What might we expect to be on show in the RHS Bee Garden? Well, if I was doing the plant selections I would be adding in Crimson Clover (Trifolium incarnatum) which is used as a green manure with nitrogen enriching benefits to soil, I have seen it used at Chelsea and it guarantees me bumblebees and even bumblebee nests at the allotment.
I’d also be recommending Drumstick Alliums (Allium sphaerocephalon) though the flower is more of a mid-summer option so again isn’t likely to make it into any Chelsea displays but I strongly recommend it.
Guessing Joe Swift’s planting picks
Here, in rough height order from small to tall, are twenty pollinator friendly plants that might make it into Joe’s design, some obvious choices, some less so.
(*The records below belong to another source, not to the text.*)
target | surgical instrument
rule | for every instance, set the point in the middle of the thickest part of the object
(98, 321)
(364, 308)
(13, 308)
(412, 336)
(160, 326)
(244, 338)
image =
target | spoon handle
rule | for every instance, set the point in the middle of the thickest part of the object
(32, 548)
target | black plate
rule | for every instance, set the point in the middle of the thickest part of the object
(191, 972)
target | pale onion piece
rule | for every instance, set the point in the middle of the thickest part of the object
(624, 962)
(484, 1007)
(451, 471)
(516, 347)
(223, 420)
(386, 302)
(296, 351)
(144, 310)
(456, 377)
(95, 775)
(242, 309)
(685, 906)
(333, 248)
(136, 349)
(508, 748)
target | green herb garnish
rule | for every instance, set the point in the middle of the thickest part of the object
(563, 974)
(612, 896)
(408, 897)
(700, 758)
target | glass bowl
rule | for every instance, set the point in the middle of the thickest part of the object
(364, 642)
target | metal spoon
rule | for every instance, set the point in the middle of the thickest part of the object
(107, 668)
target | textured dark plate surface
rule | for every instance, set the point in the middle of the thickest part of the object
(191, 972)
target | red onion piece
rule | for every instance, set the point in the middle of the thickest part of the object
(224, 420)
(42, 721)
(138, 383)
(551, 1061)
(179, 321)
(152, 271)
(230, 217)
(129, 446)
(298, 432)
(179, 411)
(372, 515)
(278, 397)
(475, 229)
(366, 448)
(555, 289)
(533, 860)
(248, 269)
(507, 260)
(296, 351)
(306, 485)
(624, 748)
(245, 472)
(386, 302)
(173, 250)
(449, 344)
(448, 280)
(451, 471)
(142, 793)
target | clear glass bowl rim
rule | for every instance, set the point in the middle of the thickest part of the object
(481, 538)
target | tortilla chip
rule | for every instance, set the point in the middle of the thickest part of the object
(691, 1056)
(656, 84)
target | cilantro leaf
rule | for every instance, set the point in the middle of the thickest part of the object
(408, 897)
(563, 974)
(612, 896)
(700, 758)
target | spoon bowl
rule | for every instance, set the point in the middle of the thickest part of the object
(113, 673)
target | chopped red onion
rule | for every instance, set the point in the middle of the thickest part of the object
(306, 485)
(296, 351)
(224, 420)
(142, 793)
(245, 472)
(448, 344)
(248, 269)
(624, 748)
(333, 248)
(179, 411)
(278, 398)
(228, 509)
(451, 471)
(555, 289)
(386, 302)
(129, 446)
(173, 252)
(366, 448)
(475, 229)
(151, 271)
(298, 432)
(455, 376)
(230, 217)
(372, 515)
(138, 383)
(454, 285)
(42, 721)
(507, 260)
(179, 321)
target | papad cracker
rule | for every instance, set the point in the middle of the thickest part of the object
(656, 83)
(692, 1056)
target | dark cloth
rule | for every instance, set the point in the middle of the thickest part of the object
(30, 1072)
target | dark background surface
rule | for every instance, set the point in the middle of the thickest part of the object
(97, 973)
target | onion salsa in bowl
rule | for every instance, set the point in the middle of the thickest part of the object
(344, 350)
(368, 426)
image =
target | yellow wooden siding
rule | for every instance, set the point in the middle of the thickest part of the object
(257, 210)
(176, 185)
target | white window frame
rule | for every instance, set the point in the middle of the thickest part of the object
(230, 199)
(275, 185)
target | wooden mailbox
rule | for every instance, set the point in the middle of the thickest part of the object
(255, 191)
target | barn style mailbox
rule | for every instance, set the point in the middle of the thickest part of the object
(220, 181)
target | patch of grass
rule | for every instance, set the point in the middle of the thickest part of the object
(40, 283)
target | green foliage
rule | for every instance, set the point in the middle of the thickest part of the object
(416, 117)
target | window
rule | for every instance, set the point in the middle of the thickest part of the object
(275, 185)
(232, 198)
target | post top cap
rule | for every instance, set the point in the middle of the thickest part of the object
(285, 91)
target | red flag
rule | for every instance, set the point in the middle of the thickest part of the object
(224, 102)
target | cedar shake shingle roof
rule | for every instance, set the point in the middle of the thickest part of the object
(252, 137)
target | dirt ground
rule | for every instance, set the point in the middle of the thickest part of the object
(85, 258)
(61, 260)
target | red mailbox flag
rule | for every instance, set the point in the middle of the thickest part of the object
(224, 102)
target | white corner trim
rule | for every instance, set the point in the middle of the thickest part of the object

If in doubt the RHS Plants for Pollinators list is a helpful resource for choosing pollinator friendly flowers.
1. Mexican fleabane (Erigeron karvinskianus)
2. Shasta daisy (Leucanthemum)
3. Lady’s Mantle (Alchemilla mollis)
4. Pincushion Flower (Scabiosa ‘Butterfly Blue’)
5. Greater masterwort (Astrantia maj. ‘Claret’)
6. Blue Star (Amsonia tabernaemontana)
7. Geum ‘Totally Tangerine’ (Avens)
8. Dame’s Rocket, purple (Hesperis matronalis)
9. Dame’s Rocket, white (Hesperis matronalis alba)
10. Oregano (Origanum herrenhausen)
11. Wood spurge (Euphorbia amygdaloides ‘Robbiae’)
12. Giant Catmint (Nepeta ‘Six Hills Giant’)
13. Wallflower (Erysium ‘Bowles Mauve’)
14. Allium Mount Everest (Allium stipitatum)
15. Camassia (Camassia leichtlinii Alba)
16. Lupin (Lupinus ‘Towering Inferno’)
17. White foxglove (Digitalis purpurea ‘Alba’)
18. Sicilian Honey Garlic (Nectaroscordum siculum)
19. Purple top (Verbena bonariensis)
20. Guelder Rose (Viburnum opulus)
The RHS Bee Garden has been in development for more than two years and will live on after RHS Chelsea, a competition will see it relocated to a London school for students, teachers and the pollinators to enjoy.